Social Security is borrowed against by the federal government through treasury bills. No matter how many dollars you borrow from yourself you'll never have more than you had in the first place. When I take money out of the ATM machine I'm not any richer than I was before. The physical dollars continue to be used for other programs making Social Security nothing more than another, horribly regressive, tax.

Since the money isn't there in the first place, current workers are subsidizing current beneficiaries. With the current demographic problem, less workers, more beneficiaries, additional stress is being put on the system.

These 3 simple facts illustrate a system that isn't working. Any change to benefits, retirement ages, etc doesn't impact the systemic issues with the program. The program is essentially holding the federal budget hostage. Medicare works the exact same way.

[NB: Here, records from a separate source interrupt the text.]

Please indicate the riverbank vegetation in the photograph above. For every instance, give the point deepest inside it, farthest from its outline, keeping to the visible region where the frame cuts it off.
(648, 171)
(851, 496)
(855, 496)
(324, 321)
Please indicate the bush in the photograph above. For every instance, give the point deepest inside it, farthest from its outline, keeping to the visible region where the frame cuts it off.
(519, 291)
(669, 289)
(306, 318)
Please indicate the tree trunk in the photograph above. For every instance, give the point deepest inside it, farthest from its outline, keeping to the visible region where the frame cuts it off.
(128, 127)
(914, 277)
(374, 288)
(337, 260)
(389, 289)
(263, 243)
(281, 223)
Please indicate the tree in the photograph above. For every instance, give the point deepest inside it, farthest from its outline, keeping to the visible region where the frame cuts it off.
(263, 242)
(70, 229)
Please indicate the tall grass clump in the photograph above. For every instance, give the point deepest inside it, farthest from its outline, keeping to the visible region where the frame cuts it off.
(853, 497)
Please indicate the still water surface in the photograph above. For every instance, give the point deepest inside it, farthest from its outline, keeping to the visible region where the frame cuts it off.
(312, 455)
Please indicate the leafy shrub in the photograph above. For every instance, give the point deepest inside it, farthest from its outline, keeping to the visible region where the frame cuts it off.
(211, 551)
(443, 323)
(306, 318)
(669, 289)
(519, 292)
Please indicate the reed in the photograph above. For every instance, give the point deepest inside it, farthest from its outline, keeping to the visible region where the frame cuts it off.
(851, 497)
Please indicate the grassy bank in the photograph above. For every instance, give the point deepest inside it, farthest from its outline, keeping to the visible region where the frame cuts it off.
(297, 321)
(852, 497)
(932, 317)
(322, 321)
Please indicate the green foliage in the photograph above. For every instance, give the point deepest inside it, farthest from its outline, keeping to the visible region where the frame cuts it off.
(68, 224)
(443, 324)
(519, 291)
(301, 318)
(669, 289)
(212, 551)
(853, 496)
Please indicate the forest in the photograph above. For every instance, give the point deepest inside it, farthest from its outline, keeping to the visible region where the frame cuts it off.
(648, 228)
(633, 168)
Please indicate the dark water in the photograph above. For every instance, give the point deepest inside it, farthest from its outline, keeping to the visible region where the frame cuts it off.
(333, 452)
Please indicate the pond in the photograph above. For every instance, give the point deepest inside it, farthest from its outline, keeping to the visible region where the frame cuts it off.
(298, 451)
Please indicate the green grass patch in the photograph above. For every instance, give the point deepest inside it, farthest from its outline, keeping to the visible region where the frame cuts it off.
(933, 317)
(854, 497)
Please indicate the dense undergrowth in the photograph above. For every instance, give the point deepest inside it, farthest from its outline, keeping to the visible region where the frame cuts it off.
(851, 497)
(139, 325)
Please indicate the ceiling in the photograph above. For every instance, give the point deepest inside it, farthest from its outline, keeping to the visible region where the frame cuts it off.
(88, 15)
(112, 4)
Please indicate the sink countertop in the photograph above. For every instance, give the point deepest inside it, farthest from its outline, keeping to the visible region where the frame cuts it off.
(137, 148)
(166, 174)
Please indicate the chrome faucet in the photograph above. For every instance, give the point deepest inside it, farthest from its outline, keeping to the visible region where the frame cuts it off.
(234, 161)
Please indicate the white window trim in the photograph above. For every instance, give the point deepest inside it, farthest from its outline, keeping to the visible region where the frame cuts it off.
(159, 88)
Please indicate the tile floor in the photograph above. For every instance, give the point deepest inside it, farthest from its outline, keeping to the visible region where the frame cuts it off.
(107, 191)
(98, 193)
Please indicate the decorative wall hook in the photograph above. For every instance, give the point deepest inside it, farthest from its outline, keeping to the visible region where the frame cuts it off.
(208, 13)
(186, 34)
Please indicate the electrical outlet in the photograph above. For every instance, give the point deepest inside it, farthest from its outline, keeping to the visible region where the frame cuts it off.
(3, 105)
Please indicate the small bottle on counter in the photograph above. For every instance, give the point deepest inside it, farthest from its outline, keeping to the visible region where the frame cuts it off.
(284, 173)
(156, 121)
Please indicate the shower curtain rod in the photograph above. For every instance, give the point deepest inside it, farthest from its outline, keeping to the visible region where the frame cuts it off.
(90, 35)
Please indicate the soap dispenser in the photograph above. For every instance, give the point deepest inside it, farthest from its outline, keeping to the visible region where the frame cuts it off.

Until politicians sit on national television have their mea culpa moment and come clean, We'll never be able to move past this. They took your money and borrowed it from themselves for other purposes. There is no trust fund. There needs to be an admission of guilt, an explanation of the problem, and a phase out of the current program. Our current and soon-to-be seniors who are counting on social security do need education on the problem and support in the aftermath, but the country must move forward from this horrible program.

One thing you forgot to note. For the 30+ years of my working career, I have been supporting those already receiving SSi benefits. When I am receiving benefits, the younger generation will be supporting the system, and when the younger generation is receiving benefits, the next generation after will be supporting the system. So on and so forth.